As a student you do have rights. However, so do all the other students in the school. They have the right to an environment conducive to learning, just as you do. Your shirt detracts from that environment. Therefore you should not have worn it and, if you showed the poor judgment to do so anyway, it should be turned inside out or taken away, just like you’d do for any other immature kid demonstrating irresponsible behavior to get attention. Screaming, “My rights have been violated!” like freakin’ Scarlet O’Hara (assuming you can affect a passable Southern accent and swoon) is beyond ridiculous.
And I seriously doubt the police will give a rat’s ass that an inappropriate $15 tee-shirt was “stolen” by your principal if you were so immature as to wear it to school in the first place. They’ve got more important things to worry about. If you must escalate the issue (meaning, if your principal refuses to give it back), go to the school board.
I think the controlling legal principle here was set by the landmark case of Adolescence v. Reality.
The case is appealed pretty much every month or so, but has been consistently upheld. It rests on the legal principle “Propinquus vestri os, bardus parvulus, quoniam nemo volo audire vestri lacuna”.

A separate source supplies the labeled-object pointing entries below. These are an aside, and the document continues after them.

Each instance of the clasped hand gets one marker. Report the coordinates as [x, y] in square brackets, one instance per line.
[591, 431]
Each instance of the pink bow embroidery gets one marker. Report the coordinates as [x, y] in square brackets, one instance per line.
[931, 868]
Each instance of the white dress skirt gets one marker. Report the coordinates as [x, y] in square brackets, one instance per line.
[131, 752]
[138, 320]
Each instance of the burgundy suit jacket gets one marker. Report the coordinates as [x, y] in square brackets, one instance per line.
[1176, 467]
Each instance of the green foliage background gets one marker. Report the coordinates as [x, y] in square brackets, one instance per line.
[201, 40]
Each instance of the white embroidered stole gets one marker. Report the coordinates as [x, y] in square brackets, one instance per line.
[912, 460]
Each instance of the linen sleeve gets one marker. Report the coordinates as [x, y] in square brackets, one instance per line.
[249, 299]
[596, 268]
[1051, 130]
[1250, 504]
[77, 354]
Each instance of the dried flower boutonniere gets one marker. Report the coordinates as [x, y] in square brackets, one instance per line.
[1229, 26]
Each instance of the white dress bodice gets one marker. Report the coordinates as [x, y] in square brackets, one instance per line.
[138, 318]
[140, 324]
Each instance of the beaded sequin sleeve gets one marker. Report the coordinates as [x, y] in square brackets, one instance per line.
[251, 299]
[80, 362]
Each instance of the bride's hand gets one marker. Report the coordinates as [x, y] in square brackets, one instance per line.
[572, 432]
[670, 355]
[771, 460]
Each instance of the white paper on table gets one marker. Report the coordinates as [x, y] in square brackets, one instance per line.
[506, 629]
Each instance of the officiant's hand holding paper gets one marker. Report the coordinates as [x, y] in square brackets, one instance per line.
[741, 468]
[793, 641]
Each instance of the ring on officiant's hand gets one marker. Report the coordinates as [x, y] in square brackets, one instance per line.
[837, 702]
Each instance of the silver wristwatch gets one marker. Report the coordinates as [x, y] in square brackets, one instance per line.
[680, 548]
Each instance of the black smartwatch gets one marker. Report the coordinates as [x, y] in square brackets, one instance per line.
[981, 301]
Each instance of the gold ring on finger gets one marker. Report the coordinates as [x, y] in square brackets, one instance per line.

I think wearing that shirt was a deliberate attempt to challenge the school. Porn is in the eyes of the beholder and I doubt they can legally defend their decision on that basis. But they don’t have to. They can say you were being deliberately disruptive and prevail.
No, I’ve had children make their way through adolescence, and the tone of righteous outrage in the OP sounds quite realistic to me. Hopefully, when he’s few years older, Mr Chillafrilla will be beyond this stage in his life.